Posted by: Carsten S | Friday, 21 March 2014 at 07:43 AM
Is it a selfie if someone else takes it?
Posted by: Peter Gilbert | Friday, 21 March 2014 at 08:35 AM
And as a distinguished linguist and a gentleman as well as a gentle man (as stated in the article), he understood that language comes from living humans and not from a book of rules originally based on Latin grammar warped into quasi fitting English. Fortunately, she did not make that request on the Internut, or she'd a been eaten alive.
Posted by: D. Hufford. | Friday, 21 March 2014 at 09:39 AM
What if the lady in question thought a selfie was a "cell-fie", as in a photo taken with a cell phone?
Seems a possibility considering she was American.
Posted by: Stuart | Friday, 21 March 2014 at 09:47 AM
Unfortunately one of the accomplishments of generations of English teachers is to train so many people to use "I" instead of "me" as paired objects, even though they know better in the singular. A little fear goes a long way.
But I like the idea of "take my selfie." Reminds me of a Tim Fite song...
Posted by: John Krumm | Friday, 21 March 2014 at 01:33 PM
The current magazine section of the german weekly newspaper "Die Zeit" has a small note on "Shelfies", defined as photos people take of their bookshelves. We TOP readers have more shelfies than selfies - don‘t we?
Posted by: Christer | Friday, 21 March 2014 at 01:34 PM
Reminds me of an old joke
Q: When is a photobooth picture not a self portrait?
A: When Andy (Warhol) puts the quarter in.
Posted by: hugh crawford | Friday, 21 March 2014 at 03:12 PM
The linguist had no reason to seethe, at least not for the use of the word "selfie". The woman after all simply took a picture of herself. She just didn't push the button.
Posted by: Kostas | Friday, 21 March 2014 at 04:26 PM
The word “song” has been similarly redefined. I blame MP3 players and their calling of any single track of music a “song” for driving in the final nail of that coffin.
Posted by: Andre Y | Friday, 21 March 2014 at 06:07 PM
Linguists study language as it is. Grammarians whack you in the chops with a ruler if you don't speak as they wish. This is my friends and I's understanding anyway.

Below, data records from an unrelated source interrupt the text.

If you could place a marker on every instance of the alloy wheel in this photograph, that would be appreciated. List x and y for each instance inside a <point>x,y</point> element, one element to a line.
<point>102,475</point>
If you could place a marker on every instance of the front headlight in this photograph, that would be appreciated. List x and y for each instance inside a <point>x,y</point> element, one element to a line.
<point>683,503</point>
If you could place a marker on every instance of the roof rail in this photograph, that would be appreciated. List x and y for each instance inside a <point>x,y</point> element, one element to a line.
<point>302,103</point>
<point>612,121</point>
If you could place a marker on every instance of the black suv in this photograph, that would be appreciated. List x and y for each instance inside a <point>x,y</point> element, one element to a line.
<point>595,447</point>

Posted by: Dave Sailer | Friday, 21 March 2014 at 06:23 PM
Cellphie is my new favorite egg-corn.
Posted by: Joe S. | Saturday, 22 March 2014 at 04:14 AM
A clear distinction needs to be made.
A "Selfie" is pretty clearly a photo of ones self taken by ones self, very typically with one's cellphone. A photo of anything other than one's self taken with the same device is not a "Selfie".
What the kindly linguist was asked to do, and did, was to take, I suggest, a "Posey".
While on the surface this sounds like taking a posed photo, quick reference to a good dictionary reveals that spelled like this - Posy - the word refers to a small bouquet of flowers. Or, a group assembled to please.
Spelled this way -Posey - the reference is to an attempt with another intention altogether.
"Posey" means "affected and attempting to impress others".
Come to think of it, that definition would also fit many "Selfies".
But, I think that "Posy" or "Posey" would make an apt category up alongside "Selfie" as the next new photographic buzzword.